Diagnosis, Risk Stratification, and Treatment of Pericarditis: A Review.

Autor: Cremer PC; Division of Cardiology, Bluhm Cardiovascular Institute, Departments of Medicine and Radiology, Northwestern University Feinberg School of Medicine, Chicago, Illinois., Klein AL; Center for the Diagnosis and Treatment of Pericardial Diseases, Section of Cardiovascular Imaging, Department of Cardiovascular Medicine, Heart, Vascular and Thoracic Institute, Cleveland, Ohio., Imazio M; Department of Medicine (DMED), University of Udine, Udine, Italy.; Cardiothoracic Department, University Hospital Santa Maria della Misericordia, Azienda Sanitaria Universitaria Friuli Centrale (ASUFC), Udine, Italy.
Jazyk: angličtina
Zdroj: JAMA [JAMA] 2024 Oct 01; Vol. 332 (13), pp. 1090-1100.
DOI: 10.1001/jama.2024.12935
Abstrakt: Importance: Pericarditis accounts for up to 5% of emergency department visits for nonischemic chest pain in North America and Western Europe. With appropriate treatment, 70% to 85% of these patients have a benign course. In acute pericarditis, the development of constrictive pericarditis (<0.5%) and pericardial tamponade (<3%) can be life-threatening.
Observations: Acute pericarditis is diagnosed with presence of 2 or more of the following: sharp, pleuritic chest pain that worsens when supine (≈90%); new widespread electrocardiographic ST-segment elevation and PR depression (≈25%-50%); a new or increased pericardial effusion that is most often small (≈60%); or a pericardial friction rub (<30%). In North America and Western Europe, the most common causes of acute pericarditis are idiopathic or viral, followed by pericarditis after cardiac procedures or operations. Tuberculosis is the most common cause in endemic areas and is treated with antituberculosis therapy, with corticosteroids considered for associated constrictive pericarditis.
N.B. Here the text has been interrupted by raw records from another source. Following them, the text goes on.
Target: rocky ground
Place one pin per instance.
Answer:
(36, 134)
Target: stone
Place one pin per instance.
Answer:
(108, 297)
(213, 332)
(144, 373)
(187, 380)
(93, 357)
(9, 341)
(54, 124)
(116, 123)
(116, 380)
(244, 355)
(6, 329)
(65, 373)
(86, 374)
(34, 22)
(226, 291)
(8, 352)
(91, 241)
Treatment of acute idiopathic and pericarditis after cardiac procedures or operations involves use of high-dose nonsteroidal anti-inflammatory drugs (NSAIDs), with doses tapered once chest pain has resolved and C-reactive protein level has normalized, typically over several weeks. These patients should receive a 3-month course of colchicine to relieve symptoms and reduce the risk of recurrence (37.5% vs 16.7%; absolute risk reduction, 20.8%). With a first recurrence of pericarditis, colchicine should be continued for at least 6 months. Corticosteroids are often used if pericarditis does not improve with NSAIDs and colchicine. In certain patients with multiple recurrences, which can occur for several years, interleukin 1 (IL-1) blockers have demonstrated efficacy and may be preferred to corticosteroids.
Conclusions: Acute pericarditis is a common cause of nonischemic chest pain. Tuberculosis is the leading cause of pericarditis in endemic areas and is treated with antitubercular therapy. In North America and Western Europe, pericarditis is typically idiopathic, develops after a viral infection, or develops following cardiac procedures or surgery. Treatment with NSAIDs and colchicine leads to a favorable prognosis in most patients, although 15% to 30% of patients develop recurrence. Patients with multiple recurrent pericarditis can have a disease duration of several years or more, are often treated with corticosteroids, and IL-1 blockers may be used for selected patients as steroid-sparing therapy.